Here’s an artist’s rendition of what witnesses saw, from Wikipedia:
Below is “the only official footage captured by a US N avy F/A-18 Super Hornet present at the 2004 Nimitz incident off the coast of San Diego. Like Gimbal, this footage comes with crucial chain-of-custody (CoC) documentation because it is a product of US military sensors, which confirms it is original, unaltered, and not computer generated or artificially fabricated. While there have been leaked versions on the internet, the CoC establishes the authenticity and credibility that this version is the original footage taken from one of the most advanced sensor tracking devices in use.”
It was flying faster than their Super Hornets which have a top speed of about 1,200 mph. This tic tac was estimated to be flying at speeds over Mach 5 (five times the speed of sound, over 3,800 mph) without an indication of a sonic boom, and with no exhaust plume. They (there were several of them), “would descend “very rapidly” from approximately 60,000 feet down to approximately 50 feet in a matter of seconds.” That last quote I pulled from a 2009 military report on the incident (pdf). The report was released by a CBS news affiliate in Nevada.

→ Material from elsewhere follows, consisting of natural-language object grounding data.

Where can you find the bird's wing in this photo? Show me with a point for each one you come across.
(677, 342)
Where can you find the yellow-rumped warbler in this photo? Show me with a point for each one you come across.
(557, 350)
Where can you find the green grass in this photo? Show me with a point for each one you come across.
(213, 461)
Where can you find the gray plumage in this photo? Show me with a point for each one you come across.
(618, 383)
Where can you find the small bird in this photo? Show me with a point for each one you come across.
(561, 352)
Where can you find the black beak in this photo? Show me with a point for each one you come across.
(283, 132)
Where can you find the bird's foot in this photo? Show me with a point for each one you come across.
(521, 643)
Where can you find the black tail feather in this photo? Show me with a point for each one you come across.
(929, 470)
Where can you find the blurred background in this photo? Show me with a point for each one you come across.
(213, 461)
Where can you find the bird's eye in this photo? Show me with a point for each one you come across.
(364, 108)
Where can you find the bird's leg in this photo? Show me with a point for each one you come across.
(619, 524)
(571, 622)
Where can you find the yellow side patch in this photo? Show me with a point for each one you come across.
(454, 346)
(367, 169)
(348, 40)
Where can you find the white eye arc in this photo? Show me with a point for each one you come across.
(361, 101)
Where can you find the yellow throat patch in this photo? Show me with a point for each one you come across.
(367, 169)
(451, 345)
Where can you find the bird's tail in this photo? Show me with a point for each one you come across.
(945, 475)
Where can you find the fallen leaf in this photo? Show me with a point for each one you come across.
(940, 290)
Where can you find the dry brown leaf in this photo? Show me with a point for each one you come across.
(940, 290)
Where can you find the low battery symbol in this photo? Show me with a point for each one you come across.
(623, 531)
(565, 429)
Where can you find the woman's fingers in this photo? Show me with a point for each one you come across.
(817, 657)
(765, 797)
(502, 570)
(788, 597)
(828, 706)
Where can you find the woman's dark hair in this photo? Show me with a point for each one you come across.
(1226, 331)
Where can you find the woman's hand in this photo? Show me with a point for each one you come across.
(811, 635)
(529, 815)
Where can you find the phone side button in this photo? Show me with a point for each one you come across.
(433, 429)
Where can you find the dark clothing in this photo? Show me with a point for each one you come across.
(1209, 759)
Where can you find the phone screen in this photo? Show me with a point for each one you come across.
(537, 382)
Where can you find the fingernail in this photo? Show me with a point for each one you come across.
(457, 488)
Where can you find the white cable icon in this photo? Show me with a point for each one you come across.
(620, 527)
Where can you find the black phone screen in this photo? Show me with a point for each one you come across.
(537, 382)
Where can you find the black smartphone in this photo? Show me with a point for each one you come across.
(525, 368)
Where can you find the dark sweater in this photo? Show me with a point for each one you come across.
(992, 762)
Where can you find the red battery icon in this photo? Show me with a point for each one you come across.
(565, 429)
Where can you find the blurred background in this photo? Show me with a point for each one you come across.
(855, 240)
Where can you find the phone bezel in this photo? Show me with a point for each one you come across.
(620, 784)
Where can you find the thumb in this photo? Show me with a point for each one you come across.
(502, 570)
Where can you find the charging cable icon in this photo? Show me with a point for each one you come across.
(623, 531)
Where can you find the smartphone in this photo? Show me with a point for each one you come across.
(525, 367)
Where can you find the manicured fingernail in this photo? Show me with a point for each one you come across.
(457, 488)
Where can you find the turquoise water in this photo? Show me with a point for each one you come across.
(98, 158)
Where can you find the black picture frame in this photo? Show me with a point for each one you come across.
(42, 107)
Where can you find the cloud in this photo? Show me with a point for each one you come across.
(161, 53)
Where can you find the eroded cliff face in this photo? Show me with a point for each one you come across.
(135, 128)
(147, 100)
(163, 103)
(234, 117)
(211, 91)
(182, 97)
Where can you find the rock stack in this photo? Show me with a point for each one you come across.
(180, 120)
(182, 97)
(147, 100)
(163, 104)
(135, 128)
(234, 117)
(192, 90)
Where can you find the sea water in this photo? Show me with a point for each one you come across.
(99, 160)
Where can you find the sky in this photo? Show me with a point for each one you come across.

The report’s Executive Summary:
I imagine these are some of the technologies that Walker referenced in his letter to the Navy.
It’s not alien. Seven years after they investigated the Nimitz incident, the government said:
The U.S. government has no evidence that any life exists outside our planet, or that an extraterrestrial presence has contacted or engaged any member of the human race.” [There is] no credible information to suggest that any evidence is being hidden from the public’s eye.
The thing that draws me to all this is the technology. I don’t know how true all this is, I tried to find reputable resources, but … it’s fascinating.
Does the tic tac belong to the Navy?